Cette fois, l’exemple est intéressant, le nouveau sélectionneur a choisi l'expérience... par l'âge pour redresser une situation catastrophique.

Si les sportifs le font...
L'âge ne serait donc pas un handicap pour encadrer, manager, entrainer....?

Viens donc Laurent Blanc, leur expliquer tes choix, ca vaut bien une session "en savoir plus" non?!
Si les sportifs montrent la voie, il serait temps que nos dirigeants reviennent sur leurs idéaux et leur dogmatisme !

Depuis plus de 4 ans, nous répétons que ce n’est pas en sortant, parfois violement, les plus anciens, en se séparant de véritables compétences, en nivelant uniformément le corps social de l’entreprise que ce sera à tous les coups gagnant. C’est d'ailleurs plutôt l’inverse qui se passe.

C'est la diversité qui nous fera gagner!
L'entreprise gagnante, ce sera celle qui aura su maintenir une grande diversité sociale, par les âges, les formations, les niveaux de recrutement.
L'uniformité et la consanguinité sont sources d'échecs!
Ou la fascination pour le jeune âge...
On pense que plus une entreprise vire ses vieux, mieux elle se portera... Les exemples ne manquent pas pour démontrer l'inverse.



En Allemagne ou en Scandinave, dans toutes les entreprises, les plus âgés cohabitent avec les plus jeunes... En dix ans, les pays nordiques ont modifié en douceur leur marché du travail et réussi à garder leurs seniors actifs et plutôt heureux.

Consensus, souplesse, pragmatisme... à mille lieues du modèle hexagonal.

L'objectif fixé à Stockholm est de remonter à 50 % en 2010 le taux d'emploi des 55/64 ans. 2010, on y est !

La Suède, partie il est vrai d'un niveau déjà élevé, a dépassé les 77 %. Le Finlande a atteint la barre des 50 % alors que le taux d'emploi des seniors y était encore plus bas qu'en France, soit 34 %.

Pourquoi les Finlandais, les Scandinaves en général, ont-ils réussi là où nous échouons? Sur quelles valeurs, quelle vision de l'humain. Voyez les intitulés des programmes finlandais: Working Life Development, Well-being at Work, Age Management (Développement de la vie active, Être bien au travail, Le management des âges).

Dixit R. Depardon
« Au pays d'Astérix, on est raide, dogmatique, conflictuel, l'humain est au menu fixe alors qu'aux pays des elfes, on est souple, pragmatique, consensuel, l'humain est à la carte. »
Dans ces pays, L'éthique du travail prime sur celle de l'emploi.

Selon certains sociologues
"L'un des grands principes du modèle scandinave, c'est que l'organisation du travail est adaptée aux capacités et compétences de chacun. Il revient à l'entreprise de favoriser l'échange et la complémentarité des générations." En Suède, l'accent est mis sur l'esprit collectif. La plus grande importance est accordée au groupe, à ce qui se passe autour de la machine à café, au déjeuner, au roulement des équipes, à l'organisation des horaires."

Encore faut-il avoir du temps pour échanger, et non pas un rythme intense à la française.
En Grande-Bretagne, les entreprises ont massivement fait appel aux seniors quand elles ont eu besoin d'eux comme force d'appoint. Leur taux d'emploi y a frisé les 60 %
Un salarié est-il un "esclave de son salaire" ou "un investisseur sur son propre capital humain"demandent-ils?

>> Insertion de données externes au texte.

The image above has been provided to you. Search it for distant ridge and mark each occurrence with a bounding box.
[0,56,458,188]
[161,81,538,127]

Et que dire également de la responsabilité sociale de nos entreprises qui refusent ainsi d'assumer leur rôle en reportant sur la collectivité la gestion des fins de carrières... et en privant l’économie de nombreuses compétences ! Une aberration économique, sociale, stratégique, financière, culturelle...

Qu'ils se dépêchent ceux là même qui décident de ces politiques et qui ne vieilliront pas ensemble... de s'appliquer à eux mêmes ces préceptes.